AA: Do you want to go back and play overseas, or do you want to stay in the NBL?
AB: "I’m not sure man. We don’t know if NBL21 is even going to go ahead to be honest with you.
"If we can’t have a full threshold of fans through the door by December, does the season even go on? I doubt it, I highly doubt it.
"We’re in a unique situation where we play an indoor sport, where the crowd is in very close quarters to each other.
"We need the government obviously to release social distancing to be as it was a year ago and then we have a season.
"I’ll consider looking at that, but as of now there’s just too many unknowns."
AA: Given Australia’s success at dealing with the coronavirus pandemic, does it give you hope that we could have crowds, for example at 30% capacity of an arena? Do you think that would work for the NBL?
AB: "No. 30% of capacity, I don’t think that will pay the rent on the arena. That’s what I mean when I say we’re in a unique situation.
"The NBL is a product that’s grown significantly in the last couple of years and we’re playing in big arenas now. In Sydney, we averaged 10,000 people and Perth sells out at 13,000 to 14,000 people.
"If you’re talking about those size arenas only getting three-odd thousand people, you’re not covering the costs to get people through the door so that’s the other issue.
"It does create a lot of problems for us, but we need to work to try and solve those problems and figure out what we’re going to do. Whether we move to small arenas for the year, who knows."
AA: How do you see the relationship between the NBL and the players right now?

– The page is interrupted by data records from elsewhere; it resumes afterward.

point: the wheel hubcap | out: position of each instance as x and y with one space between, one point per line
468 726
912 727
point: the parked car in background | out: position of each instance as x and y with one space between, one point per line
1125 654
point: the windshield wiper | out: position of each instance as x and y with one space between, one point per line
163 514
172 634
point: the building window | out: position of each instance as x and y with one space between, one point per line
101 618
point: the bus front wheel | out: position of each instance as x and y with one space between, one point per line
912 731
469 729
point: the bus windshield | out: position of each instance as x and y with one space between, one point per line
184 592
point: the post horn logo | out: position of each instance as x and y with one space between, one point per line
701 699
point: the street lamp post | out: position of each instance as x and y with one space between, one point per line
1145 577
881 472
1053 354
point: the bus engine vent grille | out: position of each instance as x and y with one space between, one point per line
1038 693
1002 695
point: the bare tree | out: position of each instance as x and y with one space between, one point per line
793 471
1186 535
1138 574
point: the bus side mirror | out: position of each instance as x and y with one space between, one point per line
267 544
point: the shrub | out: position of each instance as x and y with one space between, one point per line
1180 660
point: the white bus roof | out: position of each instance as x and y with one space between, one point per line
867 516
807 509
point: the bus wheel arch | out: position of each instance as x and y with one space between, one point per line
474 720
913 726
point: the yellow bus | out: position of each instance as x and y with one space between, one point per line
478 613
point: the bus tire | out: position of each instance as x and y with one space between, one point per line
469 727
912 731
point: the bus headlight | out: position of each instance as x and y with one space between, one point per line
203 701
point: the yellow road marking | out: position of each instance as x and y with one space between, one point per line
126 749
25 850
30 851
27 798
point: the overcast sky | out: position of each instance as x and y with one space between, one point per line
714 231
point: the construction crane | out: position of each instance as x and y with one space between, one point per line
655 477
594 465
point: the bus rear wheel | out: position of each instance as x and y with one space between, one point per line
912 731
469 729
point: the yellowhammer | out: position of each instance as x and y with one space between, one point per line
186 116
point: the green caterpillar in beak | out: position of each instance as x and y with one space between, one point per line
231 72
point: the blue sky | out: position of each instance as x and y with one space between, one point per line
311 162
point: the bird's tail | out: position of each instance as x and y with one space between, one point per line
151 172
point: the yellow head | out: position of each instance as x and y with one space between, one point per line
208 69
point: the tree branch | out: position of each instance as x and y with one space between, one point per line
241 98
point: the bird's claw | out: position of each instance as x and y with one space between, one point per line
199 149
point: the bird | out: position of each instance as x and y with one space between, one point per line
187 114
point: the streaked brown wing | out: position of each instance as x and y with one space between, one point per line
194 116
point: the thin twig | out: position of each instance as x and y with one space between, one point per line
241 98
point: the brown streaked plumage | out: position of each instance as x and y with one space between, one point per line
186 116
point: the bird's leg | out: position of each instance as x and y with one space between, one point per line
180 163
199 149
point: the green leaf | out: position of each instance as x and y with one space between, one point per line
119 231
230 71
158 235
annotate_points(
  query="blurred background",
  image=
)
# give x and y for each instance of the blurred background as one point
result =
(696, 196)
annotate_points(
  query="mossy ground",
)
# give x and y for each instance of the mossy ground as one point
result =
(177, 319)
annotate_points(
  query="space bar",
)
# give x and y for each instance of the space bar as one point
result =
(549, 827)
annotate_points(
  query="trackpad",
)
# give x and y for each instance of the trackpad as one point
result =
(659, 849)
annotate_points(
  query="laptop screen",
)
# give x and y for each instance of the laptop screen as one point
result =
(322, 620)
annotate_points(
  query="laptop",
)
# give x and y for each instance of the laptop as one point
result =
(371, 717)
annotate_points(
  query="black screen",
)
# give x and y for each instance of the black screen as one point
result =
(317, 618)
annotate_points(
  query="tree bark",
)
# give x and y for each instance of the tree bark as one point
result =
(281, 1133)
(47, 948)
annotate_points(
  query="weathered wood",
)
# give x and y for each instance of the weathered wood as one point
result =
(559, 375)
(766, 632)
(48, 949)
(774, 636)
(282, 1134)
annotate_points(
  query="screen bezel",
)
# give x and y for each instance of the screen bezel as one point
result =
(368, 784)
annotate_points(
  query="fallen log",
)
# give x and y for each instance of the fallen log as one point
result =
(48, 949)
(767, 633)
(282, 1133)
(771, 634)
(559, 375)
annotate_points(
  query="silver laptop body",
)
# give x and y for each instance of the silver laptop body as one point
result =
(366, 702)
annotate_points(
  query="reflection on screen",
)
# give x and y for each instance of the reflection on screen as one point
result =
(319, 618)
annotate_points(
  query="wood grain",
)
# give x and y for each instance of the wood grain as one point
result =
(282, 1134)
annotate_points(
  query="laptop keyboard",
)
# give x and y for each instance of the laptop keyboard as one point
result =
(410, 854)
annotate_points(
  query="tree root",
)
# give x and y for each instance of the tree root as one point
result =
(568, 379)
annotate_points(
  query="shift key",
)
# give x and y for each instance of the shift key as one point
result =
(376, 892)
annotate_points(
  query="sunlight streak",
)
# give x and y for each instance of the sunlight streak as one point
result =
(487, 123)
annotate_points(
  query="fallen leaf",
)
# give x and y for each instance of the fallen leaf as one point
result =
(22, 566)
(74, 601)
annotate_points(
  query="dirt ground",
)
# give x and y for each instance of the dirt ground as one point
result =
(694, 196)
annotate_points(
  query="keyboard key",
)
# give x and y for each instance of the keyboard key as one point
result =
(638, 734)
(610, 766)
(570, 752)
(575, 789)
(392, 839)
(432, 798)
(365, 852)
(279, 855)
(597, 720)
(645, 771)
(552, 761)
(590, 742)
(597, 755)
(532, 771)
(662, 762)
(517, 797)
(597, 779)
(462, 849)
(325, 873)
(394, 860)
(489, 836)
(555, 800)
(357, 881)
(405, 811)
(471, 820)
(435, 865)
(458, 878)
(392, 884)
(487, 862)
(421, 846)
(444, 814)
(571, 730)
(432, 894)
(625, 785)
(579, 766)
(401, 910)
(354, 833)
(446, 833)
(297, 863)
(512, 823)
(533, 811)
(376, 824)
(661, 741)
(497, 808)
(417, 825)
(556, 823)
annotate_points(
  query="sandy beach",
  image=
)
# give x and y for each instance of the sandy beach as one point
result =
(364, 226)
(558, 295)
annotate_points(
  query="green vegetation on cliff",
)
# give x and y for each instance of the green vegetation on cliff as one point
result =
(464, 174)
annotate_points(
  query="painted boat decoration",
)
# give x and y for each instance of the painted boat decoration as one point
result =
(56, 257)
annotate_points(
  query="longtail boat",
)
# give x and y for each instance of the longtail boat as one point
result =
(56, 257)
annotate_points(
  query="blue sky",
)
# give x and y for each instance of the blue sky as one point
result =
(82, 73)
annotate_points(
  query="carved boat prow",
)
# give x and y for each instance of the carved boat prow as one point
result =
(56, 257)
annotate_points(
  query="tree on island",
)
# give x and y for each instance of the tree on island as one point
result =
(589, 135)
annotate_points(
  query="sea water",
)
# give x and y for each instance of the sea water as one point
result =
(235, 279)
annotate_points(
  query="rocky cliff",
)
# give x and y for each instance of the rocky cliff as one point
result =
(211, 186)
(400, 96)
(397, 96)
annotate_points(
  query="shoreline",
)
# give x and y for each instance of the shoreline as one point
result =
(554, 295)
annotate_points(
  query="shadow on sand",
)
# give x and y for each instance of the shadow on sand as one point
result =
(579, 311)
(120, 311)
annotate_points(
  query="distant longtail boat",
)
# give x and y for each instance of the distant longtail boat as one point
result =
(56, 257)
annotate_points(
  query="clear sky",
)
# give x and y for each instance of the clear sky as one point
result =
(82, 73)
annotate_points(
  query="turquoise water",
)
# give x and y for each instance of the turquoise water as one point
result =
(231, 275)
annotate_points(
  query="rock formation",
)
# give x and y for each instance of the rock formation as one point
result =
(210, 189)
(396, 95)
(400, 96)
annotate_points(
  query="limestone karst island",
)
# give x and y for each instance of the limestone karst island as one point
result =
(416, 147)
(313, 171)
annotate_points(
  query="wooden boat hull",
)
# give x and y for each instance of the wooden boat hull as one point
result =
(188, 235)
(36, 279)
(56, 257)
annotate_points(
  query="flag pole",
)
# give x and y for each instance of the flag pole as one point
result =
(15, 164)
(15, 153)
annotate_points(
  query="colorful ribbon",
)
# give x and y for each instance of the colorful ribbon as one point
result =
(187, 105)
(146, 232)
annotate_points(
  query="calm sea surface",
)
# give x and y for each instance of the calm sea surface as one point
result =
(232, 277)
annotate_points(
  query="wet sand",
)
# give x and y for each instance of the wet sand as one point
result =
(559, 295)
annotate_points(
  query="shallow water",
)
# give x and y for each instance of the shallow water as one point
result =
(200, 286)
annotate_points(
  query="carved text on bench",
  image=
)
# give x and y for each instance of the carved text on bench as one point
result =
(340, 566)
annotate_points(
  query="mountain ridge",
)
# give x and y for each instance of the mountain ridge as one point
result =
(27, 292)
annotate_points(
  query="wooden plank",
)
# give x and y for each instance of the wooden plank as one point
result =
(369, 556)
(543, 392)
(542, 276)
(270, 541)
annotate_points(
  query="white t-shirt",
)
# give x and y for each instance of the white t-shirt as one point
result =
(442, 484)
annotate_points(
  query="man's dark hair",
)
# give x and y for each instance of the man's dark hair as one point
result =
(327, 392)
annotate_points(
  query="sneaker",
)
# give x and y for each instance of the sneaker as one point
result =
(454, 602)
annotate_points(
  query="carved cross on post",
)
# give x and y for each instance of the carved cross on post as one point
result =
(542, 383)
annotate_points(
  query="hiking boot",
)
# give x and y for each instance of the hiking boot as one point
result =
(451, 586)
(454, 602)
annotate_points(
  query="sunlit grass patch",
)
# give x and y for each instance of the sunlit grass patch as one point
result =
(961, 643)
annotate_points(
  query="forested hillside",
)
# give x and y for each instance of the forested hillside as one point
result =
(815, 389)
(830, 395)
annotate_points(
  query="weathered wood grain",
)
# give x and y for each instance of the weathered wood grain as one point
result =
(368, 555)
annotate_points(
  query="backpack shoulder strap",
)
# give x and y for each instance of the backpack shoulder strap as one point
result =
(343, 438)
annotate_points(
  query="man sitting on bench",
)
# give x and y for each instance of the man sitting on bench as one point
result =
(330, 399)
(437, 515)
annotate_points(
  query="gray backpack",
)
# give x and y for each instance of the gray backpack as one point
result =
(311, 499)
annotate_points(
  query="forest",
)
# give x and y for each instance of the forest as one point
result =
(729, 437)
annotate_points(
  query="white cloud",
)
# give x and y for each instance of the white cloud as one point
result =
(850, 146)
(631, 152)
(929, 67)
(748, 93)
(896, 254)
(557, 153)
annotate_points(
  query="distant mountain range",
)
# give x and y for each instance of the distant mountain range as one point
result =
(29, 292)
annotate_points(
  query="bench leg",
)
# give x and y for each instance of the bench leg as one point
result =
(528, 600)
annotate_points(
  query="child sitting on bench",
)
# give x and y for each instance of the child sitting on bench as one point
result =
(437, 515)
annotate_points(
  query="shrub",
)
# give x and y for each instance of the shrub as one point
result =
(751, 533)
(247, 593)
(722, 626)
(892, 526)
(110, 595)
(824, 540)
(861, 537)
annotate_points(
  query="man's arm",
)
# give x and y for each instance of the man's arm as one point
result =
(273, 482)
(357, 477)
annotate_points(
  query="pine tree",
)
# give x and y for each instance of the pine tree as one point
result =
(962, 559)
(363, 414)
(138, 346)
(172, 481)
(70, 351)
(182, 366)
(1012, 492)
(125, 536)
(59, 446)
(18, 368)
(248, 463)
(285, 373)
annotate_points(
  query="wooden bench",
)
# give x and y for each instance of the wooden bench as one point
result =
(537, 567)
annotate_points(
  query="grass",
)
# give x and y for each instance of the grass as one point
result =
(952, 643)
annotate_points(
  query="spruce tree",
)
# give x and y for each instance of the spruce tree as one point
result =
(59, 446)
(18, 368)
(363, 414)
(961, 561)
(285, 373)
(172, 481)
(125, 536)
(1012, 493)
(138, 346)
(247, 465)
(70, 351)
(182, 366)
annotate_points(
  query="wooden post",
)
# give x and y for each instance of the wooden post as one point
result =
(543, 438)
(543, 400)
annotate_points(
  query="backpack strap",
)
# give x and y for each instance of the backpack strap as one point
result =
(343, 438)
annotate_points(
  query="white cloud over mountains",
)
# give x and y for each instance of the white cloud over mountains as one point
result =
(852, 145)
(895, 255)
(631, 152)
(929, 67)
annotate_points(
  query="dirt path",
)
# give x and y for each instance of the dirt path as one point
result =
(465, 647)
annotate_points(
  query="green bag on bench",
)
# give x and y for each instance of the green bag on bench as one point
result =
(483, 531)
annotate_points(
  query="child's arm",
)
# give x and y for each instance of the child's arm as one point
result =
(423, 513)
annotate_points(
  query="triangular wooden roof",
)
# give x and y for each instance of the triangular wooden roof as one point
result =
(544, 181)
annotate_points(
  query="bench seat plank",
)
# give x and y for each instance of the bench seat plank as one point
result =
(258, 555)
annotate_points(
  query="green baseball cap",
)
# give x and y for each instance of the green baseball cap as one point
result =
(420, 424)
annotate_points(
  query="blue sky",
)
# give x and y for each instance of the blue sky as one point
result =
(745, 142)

AB: "Everyone’s different. You have guys that are through and through NBL guys that have only played here their whole career. You have guys that have come from overseas, guys from the NBL, so I mean everyone looks at things differently.
"You can’t afford to have things that happen like at the Illawarra Hawks, to continue to happen.
"If you had to pick one blind spot with the league, where it’s lagging, it’s probably in that aspect."
AA: Have you been talking to anyone in the NBA about the league’s plans to return, especially regarding the proposed hub in Orlando? What is the feeling over there?
AB: "From what I hear, in the next month they’ll be in Orlando and I believe they are going to just take the top eight teams in each conference, just nominate them for the playoffs and finish the season. From what I hear, the next season is going to start on Christmas Day.
"That’s what I’m hearing, but obviously a lot can change and there’s a lot of legislation that must be passed in different states. It’s going to be interesting to watch."
AA: Do you ever consider going back to the NBA? Is that chapter over or do you have a few more chapters to write in your career?
AB: "It doesn’t faze me either way. I had NBA offers right before the COVID-19 pandemic ,where I was potentially going to go back after the NBL season. I was talking to a few teams that wanted me to come over.
"I’m easy man, I’m content with everything I’ve done in my career if I stop today.
"But I still think I’ve got a little bit of fuel left in the tank."
AA: If there’s a second wave in Australia and the NBL season doesn’t go ahead, could the NBA could be an option for you?
AB: "Yes, especially halfway through the season when the buyout and trade season comes up.
"It saves me having to spend the whole season over there and I can kind of join someone late, like I did with the Warriors last time.
"Can try to make a play-off run and then let that phase into the Olympics.
AA: You’ve always been very clear with your views on China. What have you made of the recent strain in relations between China and Australia?
AB: "I think we’re at a crossroad within not just Australia but the western world. I’ve always been kind of sceptical on having all our trade go overseas.
"My dad was in the workforce and you start to see all the skilled laborers these days, they’re all 50, 60 and 70-years-old.
"When they’re gone, we don’t really have a whole lot of young kids that are skilled laborers because it’s cheaper to buy the product from China, than get it made here.